Damien Hirst'ün ismi anıldığında, biraz huzursuzluk baş gösterir. Katlanan servetine karşılık, atölyesini onlarca kişinin çalıştığı bir üretim merkezine döndürmesi ve onlara verdiği düşük ücretler de eklenince Hirst, son yıllarda ‘girişimcilik' yönünden dolayı epey düşman kazandı. Hirst, sanat tarihine katkısı (özellikle kariyerinin ilk yıllarındaki öncü işleri) ve piyasada oluşturduğu dengelerle gündemde olan bir isim.

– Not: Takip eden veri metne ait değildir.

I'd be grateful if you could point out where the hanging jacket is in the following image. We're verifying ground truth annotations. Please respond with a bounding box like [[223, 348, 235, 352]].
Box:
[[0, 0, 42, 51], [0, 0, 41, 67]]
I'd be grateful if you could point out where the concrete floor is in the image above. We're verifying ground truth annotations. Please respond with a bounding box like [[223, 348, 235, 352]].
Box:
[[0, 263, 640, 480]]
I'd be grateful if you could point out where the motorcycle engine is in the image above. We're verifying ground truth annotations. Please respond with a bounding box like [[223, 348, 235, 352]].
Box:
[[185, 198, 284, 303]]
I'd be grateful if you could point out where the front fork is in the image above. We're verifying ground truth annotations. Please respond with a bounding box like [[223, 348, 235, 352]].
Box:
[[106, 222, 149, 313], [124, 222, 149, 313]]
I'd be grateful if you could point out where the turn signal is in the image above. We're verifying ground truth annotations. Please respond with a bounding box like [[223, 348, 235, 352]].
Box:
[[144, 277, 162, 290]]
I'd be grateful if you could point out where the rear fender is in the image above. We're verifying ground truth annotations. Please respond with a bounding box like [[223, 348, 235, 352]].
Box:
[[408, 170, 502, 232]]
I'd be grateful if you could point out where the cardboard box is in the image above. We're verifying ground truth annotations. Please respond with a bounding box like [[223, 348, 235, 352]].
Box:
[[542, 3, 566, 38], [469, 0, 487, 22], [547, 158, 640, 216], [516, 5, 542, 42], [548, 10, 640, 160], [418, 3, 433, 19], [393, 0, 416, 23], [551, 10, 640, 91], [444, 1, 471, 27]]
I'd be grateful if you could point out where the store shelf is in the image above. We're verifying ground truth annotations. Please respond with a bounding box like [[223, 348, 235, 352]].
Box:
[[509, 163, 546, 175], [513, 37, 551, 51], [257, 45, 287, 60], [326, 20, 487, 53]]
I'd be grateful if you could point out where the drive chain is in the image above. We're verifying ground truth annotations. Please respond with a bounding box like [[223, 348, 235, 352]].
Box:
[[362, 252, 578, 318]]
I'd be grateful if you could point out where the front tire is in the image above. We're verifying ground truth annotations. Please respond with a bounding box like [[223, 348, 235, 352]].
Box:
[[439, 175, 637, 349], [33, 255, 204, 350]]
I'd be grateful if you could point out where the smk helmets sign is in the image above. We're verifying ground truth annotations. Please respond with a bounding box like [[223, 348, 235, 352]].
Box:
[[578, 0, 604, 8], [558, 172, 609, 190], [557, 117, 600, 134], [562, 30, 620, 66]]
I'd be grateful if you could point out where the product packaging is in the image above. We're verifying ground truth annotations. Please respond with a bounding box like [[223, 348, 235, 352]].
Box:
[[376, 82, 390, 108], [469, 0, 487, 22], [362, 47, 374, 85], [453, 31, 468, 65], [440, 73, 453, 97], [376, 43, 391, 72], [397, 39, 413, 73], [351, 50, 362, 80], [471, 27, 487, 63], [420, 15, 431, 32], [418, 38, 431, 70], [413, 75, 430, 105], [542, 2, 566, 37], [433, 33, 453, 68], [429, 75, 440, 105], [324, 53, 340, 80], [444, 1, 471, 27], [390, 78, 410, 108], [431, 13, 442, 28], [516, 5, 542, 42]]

Üç bin esere sahip olan sanatçı, bunları sergilemek için senelerdir çabalıyordu. Hayalini kurduğu galeriyi, geçtiğimiz ekim ayında İngiltere'nin başkenti Londra'da açtı. Vauxhall'da, tren raylarının hemen kenarında, sosyal konutların kuşattığı bir mekana kurulan Newport Street Gallery, sanatseverlerin uğrak mekanlarından biri haline dönüşüyor. Geniş sergileme alanı ve aydınlık havasıyla dikkat çeken gaeriyi, tasarladığı sanat mekanlarıyla tanınan mimar Caruso St John inşa etmiş.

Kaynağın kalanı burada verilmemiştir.